芸大の映画サークルに所属する二見遭一は、天才とうわさ名高い新入生・最原最早がメガホンを取る自主制作映画に参加する。
だが「それ」は“ただの映画”では、なかった――。
TVアニメ『正解するカド』、『バビロン』、劇場アニメ『HELLO WORLD』で脚本を手掛ける鬼才・野崎まどの作家デビュー作にして、電撃小説大賞にて《メディアワークス文庫賞》を初受賞した伝説の作品が新装版で登場!

✨感想✨

著者のデビュー作であり、シリーズ第6作目「2」までと続く野崎ワールドの出発点。難解な要素を抑えたライトな読み味でありながら、作中の議論では鋭い考察が披露され思わず引き込まれました。内容は大学生が自主製作映画を立ち上げ完成させるというもので、本作の肝は天才と噂される新入生・最原最早の非凡な監督としての能力にあります。映画という創作物が視聴者の心の領域にどこまで影響を与えることができるのか、そして観た者を変えてしまう映画とはどのような映像なのか、そんな物があるのなら是非観てみたいが同時に怖ろしくも感じます。


読む前までは大学の映画サークルを舞台にしたライトな恋愛小説というイメージだったのだが…怖い、滅茶苦茶怖い。

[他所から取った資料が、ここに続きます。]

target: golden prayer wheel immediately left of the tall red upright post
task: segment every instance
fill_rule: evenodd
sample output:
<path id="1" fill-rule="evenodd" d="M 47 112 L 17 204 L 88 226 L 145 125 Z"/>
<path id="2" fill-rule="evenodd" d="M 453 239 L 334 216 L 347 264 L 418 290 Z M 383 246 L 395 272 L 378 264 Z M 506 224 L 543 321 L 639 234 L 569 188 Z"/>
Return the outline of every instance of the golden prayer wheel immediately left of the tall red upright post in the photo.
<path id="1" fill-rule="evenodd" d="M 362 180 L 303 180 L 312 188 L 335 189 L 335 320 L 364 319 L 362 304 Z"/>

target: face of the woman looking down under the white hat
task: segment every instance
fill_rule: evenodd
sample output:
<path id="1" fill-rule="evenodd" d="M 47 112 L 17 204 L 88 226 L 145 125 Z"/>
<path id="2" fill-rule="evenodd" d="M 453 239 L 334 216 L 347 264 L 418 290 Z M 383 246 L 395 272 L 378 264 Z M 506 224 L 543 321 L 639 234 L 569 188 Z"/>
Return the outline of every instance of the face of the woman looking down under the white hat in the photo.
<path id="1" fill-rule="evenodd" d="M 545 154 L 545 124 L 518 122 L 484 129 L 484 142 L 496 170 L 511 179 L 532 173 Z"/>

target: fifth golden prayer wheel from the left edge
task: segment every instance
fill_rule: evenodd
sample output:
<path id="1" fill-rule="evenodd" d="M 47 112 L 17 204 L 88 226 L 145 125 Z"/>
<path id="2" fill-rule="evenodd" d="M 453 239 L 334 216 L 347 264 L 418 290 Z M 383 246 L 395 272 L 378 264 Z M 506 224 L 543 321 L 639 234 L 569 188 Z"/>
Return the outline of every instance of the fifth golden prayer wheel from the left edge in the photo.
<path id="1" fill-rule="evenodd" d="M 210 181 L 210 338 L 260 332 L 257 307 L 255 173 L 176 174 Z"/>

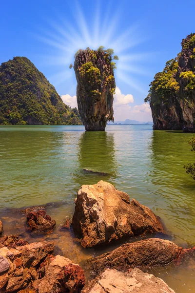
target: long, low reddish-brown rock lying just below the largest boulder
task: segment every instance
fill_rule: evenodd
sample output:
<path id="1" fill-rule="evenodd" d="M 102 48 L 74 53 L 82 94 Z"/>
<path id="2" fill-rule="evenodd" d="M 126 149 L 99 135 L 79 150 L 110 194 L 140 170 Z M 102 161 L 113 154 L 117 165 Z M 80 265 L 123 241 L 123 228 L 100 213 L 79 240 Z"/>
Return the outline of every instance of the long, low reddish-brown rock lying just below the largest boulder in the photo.
<path id="1" fill-rule="evenodd" d="M 96 273 L 105 268 L 126 271 L 135 267 L 164 267 L 172 262 L 180 264 L 186 257 L 194 256 L 195 248 L 186 250 L 171 241 L 150 238 L 124 244 L 114 251 L 91 258 L 88 267 Z"/>

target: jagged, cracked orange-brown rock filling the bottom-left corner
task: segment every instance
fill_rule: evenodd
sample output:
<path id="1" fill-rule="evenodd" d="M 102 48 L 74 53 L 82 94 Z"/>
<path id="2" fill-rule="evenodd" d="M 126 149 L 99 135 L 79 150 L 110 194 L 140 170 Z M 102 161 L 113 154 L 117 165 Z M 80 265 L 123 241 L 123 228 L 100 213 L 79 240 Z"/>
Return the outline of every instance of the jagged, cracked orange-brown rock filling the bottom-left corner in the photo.
<path id="1" fill-rule="evenodd" d="M 37 267 L 54 249 L 53 243 L 38 242 L 16 248 L 0 247 L 0 290 L 18 292 L 33 287 L 39 278 Z M 26 291 L 23 292 L 33 292 Z"/>

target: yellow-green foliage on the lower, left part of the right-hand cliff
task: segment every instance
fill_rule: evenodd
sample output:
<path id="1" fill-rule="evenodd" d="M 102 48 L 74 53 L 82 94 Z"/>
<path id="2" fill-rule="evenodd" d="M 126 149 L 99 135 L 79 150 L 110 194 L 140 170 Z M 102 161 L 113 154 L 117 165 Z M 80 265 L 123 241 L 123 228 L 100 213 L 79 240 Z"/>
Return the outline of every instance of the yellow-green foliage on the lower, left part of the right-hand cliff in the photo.
<path id="1" fill-rule="evenodd" d="M 176 93 L 179 84 L 176 81 L 176 72 L 178 69 L 177 58 L 169 60 L 162 72 L 155 75 L 154 81 L 150 84 L 150 90 L 147 98 L 144 100 L 150 102 L 151 96 L 157 100 L 166 102 L 170 95 Z"/>

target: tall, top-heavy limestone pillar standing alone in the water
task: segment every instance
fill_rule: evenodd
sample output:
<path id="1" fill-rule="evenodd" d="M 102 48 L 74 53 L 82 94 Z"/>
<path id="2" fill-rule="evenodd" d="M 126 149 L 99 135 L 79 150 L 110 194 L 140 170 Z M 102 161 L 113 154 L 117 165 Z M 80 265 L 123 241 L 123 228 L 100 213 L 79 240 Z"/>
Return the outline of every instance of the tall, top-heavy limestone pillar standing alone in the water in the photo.
<path id="1" fill-rule="evenodd" d="M 78 112 L 87 131 L 105 130 L 113 118 L 115 78 L 104 50 L 79 50 L 75 56 Z"/>

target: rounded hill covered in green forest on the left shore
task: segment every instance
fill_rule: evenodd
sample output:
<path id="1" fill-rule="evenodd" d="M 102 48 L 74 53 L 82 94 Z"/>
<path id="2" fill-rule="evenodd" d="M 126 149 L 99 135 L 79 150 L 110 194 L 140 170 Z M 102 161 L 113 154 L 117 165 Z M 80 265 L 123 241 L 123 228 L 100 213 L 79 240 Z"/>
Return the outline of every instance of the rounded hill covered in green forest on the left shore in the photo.
<path id="1" fill-rule="evenodd" d="M 65 105 L 45 76 L 25 57 L 0 66 L 0 125 L 78 125 L 78 110 Z"/>

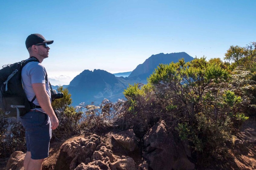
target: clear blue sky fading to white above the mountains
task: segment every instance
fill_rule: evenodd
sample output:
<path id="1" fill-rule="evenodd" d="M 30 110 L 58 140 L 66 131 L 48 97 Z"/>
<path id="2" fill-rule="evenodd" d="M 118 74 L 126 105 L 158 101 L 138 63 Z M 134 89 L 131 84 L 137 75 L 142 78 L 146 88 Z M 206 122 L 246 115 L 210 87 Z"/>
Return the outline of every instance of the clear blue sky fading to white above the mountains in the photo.
<path id="1" fill-rule="evenodd" d="M 152 54 L 223 58 L 256 41 L 256 1 L 0 1 L 0 65 L 28 58 L 25 39 L 50 45 L 50 78 L 67 84 L 83 70 L 132 71 Z"/>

最初こそ大学生活の楽しさを描いているのだが、頁が進むにつれて、映画の撮影が進むにつれて、どんどん不穏さが増していくのはもう最高。映画の中に潜む魔を描く作品は数多く、天才、マッドサイエンティストを描く作品もまた多いけど、本書は間違いなくその系譜に連なる一冊。さらには某名作ホラー映画と某名作SFを連想させるような内容でもあり…。ラストも含めてSF・ミステリ・青春小説のこの上ないハイブリッドでありました。